Verbal Attrition: The Changing Rhetoric of War
- CF McHale
- Jun 18
- 1 min read

There was a time when war was just war. Bad enough, sure—but still contained. Then came the invasion of Iraq. Suddenly, it wasn’t war. It was The Mother of All Wars. A phrase borrowed from Saddam Hussein, delivered with apocalyptic grandeur. War had rebranded itself.
And so began the poetic escalation. I’ve stood in the middle of the Arabian Peninsula and felt it—the language in the air. Even the dust seemed to whisper in verse. It’s no wonder many Islamic leaders speak of death and destruction with the cadence of prophecy. They turn battlefield into metaphor. Their missiles arc like calligraphy against the desert sky.
Enter Trump. No poetry here. Just caps lock.
Iran threatens?
TRUMP TWEETS:
“IF IRAN WANTS TO FIGHT, THAT WILL BE THE OFFICIAL END OF IRAN.”
It’s less calligraphy, more WWE promo. Less Shakespeare, more shotgun wedding. The Supreme Leader of Iran, by contrast, fires back in flowing phrases about “the rotting empire” and “the final collapse of Zionist arrogance,” which sounds like a lost page of the Book of Revelations.

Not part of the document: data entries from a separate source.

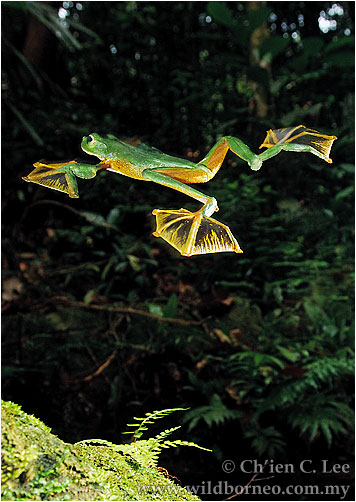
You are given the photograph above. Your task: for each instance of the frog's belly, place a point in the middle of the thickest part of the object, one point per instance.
(125, 168)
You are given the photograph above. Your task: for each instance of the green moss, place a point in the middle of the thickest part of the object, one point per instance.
(36, 465)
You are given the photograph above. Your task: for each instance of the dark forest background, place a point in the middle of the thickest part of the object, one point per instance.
(259, 345)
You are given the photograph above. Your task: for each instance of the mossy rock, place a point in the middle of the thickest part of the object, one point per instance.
(37, 465)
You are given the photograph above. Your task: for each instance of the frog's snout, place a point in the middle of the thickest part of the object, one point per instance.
(88, 139)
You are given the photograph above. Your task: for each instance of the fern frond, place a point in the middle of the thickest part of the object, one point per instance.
(214, 413)
(149, 419)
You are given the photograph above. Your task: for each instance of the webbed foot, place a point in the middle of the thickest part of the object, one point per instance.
(193, 233)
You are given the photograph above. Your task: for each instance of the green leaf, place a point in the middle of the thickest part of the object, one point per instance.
(341, 59)
(155, 309)
(256, 17)
(220, 13)
(272, 46)
(170, 309)
(344, 193)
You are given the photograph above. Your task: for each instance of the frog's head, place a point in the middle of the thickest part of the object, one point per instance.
(94, 144)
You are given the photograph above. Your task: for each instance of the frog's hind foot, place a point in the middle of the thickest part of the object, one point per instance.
(193, 233)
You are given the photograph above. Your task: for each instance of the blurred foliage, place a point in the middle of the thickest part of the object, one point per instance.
(258, 345)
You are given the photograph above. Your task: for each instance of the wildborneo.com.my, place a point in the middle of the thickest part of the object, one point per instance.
(227, 489)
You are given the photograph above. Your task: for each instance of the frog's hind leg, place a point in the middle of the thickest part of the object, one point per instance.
(191, 233)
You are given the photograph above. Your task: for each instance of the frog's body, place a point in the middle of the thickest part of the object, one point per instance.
(190, 233)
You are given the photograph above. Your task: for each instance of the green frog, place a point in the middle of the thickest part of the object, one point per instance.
(189, 233)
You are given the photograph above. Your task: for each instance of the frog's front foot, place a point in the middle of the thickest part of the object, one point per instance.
(255, 164)
(194, 233)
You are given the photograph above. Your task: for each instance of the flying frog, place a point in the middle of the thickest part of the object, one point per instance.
(190, 233)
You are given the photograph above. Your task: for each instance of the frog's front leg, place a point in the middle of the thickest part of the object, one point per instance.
(61, 176)
(297, 139)
(216, 155)
(191, 233)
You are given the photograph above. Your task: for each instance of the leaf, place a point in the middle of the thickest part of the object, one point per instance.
(272, 46)
(341, 42)
(349, 168)
(220, 13)
(288, 354)
(312, 45)
(155, 309)
(170, 309)
(341, 59)
(256, 17)
(344, 193)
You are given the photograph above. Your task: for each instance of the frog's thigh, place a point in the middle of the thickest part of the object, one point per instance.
(199, 174)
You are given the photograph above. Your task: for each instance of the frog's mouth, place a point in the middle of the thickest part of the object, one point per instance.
(87, 142)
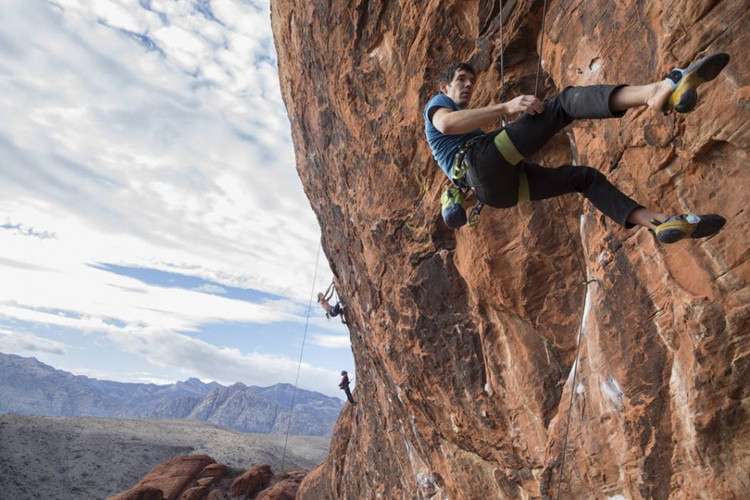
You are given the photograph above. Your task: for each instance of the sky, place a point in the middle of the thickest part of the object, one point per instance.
(152, 223)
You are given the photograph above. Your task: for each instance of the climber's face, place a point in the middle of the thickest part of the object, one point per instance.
(460, 88)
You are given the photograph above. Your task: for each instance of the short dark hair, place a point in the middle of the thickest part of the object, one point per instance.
(450, 71)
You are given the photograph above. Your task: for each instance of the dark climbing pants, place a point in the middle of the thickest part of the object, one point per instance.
(349, 395)
(496, 180)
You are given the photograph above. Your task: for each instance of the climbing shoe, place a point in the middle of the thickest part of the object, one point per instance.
(683, 226)
(685, 82)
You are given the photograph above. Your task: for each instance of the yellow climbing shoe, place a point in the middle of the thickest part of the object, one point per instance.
(685, 82)
(683, 226)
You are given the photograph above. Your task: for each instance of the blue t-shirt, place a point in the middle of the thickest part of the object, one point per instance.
(444, 146)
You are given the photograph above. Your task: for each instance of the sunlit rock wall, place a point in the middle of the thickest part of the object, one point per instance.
(464, 341)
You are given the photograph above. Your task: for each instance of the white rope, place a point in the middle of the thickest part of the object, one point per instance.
(301, 351)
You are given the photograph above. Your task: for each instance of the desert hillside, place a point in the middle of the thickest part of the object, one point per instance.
(66, 458)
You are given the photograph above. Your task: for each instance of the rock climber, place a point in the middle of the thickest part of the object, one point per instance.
(495, 163)
(344, 386)
(331, 311)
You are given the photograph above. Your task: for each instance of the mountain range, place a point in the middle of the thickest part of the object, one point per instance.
(29, 387)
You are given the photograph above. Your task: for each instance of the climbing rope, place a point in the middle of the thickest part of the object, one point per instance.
(299, 364)
(585, 281)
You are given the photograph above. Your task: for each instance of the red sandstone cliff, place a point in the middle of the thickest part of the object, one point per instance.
(464, 341)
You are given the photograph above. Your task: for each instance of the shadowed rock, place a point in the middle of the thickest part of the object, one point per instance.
(464, 341)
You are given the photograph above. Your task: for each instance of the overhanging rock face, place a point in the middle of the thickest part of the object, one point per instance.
(465, 341)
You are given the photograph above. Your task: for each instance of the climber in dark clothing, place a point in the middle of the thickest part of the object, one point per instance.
(331, 311)
(344, 385)
(494, 163)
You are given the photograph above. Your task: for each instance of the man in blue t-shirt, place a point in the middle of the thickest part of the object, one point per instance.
(498, 173)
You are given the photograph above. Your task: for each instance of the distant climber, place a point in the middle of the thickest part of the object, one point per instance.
(494, 164)
(331, 311)
(344, 386)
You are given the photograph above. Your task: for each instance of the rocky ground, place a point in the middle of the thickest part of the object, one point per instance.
(61, 458)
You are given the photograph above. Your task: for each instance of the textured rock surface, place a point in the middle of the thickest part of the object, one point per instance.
(172, 478)
(285, 489)
(252, 481)
(199, 477)
(464, 341)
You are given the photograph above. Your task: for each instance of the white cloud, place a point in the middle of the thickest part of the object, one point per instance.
(24, 342)
(149, 134)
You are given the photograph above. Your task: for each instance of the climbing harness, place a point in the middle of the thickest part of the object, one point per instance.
(453, 199)
(299, 364)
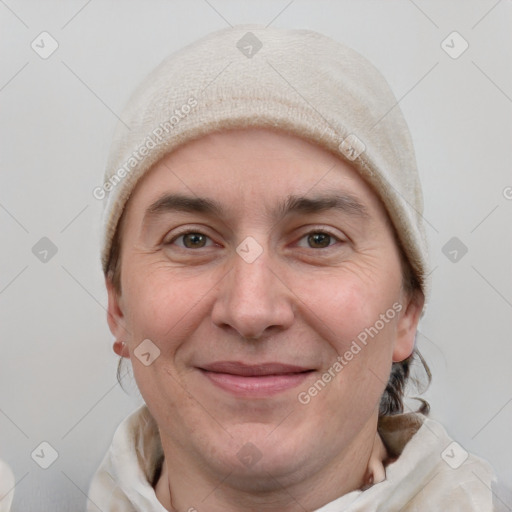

So now, the war isn’t on the ground. It’s in the airwaves. It’s a duel of metaphors versus mayhem, with each side trying to out-punch the other using nouns. Nuclear nouns. Holy rage. Total annihilation.
The bombs haven’t dropped, but the words have.
And that, apparently, is strategy.
Let’s call it what it is: Verbal attrition.
Because in this theater of language, whoever shouts most creatively gets to declare moral victory.